Billy Squier - "The Big Beat" (extended Breaks Special edition) (2:54)
Le Pamplemousse - "Gimmie What You Got" (extended Breaks Special edition) (4:12)
Review: We've said this before, but there's something brilliantly simple about the Beats & Breaks label's "Extended Breaks" series of seven-inch re-edits. There's no superfluous fluff or needless rearrangement, just solid and matter-or-fact extensions of key drum breaks to both aid mixing and light up dancefloors. For proof, check the mysterious re-editors' take on Billy Squier's 1980 heavy rock workout "The Big Beat", which prioritizes the track's fat, bottom-heavy drums and the singer's impassioned vocal yelps while stripping out most of the gnarled guitar riffs. If you need a bit of a breather from the heavy dancefloor pressure, the crew's subtle revision of Le Pamplemousse's drowsy, synth-laden deep disco shuffler "Gimme What You Got" - a string-laden slice of sun-kissed sweetness - should do the trick.
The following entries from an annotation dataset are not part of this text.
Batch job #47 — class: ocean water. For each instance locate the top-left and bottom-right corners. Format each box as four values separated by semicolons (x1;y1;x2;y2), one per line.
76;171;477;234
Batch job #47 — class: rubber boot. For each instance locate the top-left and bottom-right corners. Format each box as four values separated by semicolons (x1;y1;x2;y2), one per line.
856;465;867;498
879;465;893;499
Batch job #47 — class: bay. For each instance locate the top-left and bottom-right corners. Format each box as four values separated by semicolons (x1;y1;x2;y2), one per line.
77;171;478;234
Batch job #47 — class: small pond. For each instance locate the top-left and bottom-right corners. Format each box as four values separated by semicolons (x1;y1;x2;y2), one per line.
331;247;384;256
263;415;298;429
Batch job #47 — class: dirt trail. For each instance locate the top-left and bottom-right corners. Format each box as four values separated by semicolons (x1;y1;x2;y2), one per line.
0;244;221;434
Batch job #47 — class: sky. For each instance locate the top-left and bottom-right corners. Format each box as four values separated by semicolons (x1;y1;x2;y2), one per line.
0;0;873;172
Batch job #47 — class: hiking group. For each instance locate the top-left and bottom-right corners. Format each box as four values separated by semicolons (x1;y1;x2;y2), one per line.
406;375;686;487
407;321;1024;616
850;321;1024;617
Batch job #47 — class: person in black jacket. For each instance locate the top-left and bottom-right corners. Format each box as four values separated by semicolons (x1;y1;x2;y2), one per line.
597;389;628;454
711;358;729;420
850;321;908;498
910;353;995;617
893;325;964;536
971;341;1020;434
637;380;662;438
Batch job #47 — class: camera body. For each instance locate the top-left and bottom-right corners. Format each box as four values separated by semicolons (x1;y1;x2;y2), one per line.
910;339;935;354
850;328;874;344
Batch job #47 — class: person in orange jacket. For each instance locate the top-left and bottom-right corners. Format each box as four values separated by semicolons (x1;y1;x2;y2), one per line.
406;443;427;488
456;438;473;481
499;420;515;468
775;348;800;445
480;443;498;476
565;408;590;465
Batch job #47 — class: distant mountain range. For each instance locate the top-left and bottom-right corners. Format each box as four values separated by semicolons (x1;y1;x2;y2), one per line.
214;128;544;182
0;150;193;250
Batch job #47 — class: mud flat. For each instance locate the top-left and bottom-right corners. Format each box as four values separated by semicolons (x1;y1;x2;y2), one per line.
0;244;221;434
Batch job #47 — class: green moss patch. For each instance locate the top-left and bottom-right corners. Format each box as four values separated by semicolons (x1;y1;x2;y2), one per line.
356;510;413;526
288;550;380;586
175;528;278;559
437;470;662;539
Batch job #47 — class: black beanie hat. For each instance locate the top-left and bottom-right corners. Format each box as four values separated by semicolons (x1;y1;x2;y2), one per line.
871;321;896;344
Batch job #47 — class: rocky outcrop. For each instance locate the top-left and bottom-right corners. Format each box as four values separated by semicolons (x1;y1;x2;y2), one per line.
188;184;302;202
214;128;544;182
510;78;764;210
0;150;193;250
Review: Mushi 45 is a new, limited-edition 7" series aimed at those DJs who wish that their favourite obscure funk and soul tracks came with longer drum breaks. On the A-side you'll find a "Break Edit" of Ricky Williams' sought-after 1971 cut "Discotheque Soul (Part II)". In keeping with the vibe of the original, the tasty re-edit is a whirlwind trip through Hammond-laden party funk territory - all wild instrument solos and extended percussion workouts. On the flip, the un-credited editor takes his or her scalpel to Les Baxter's "Hogin Machine", a harmonica-heavy rhythm and blues slammer that first appeared on the artist's 1969 soundtrack to the largely forgotten film Hell's Belles. Since Baxter's original version is little over 90 seconds long, this extended, break-driven re-edit is arguably much needed.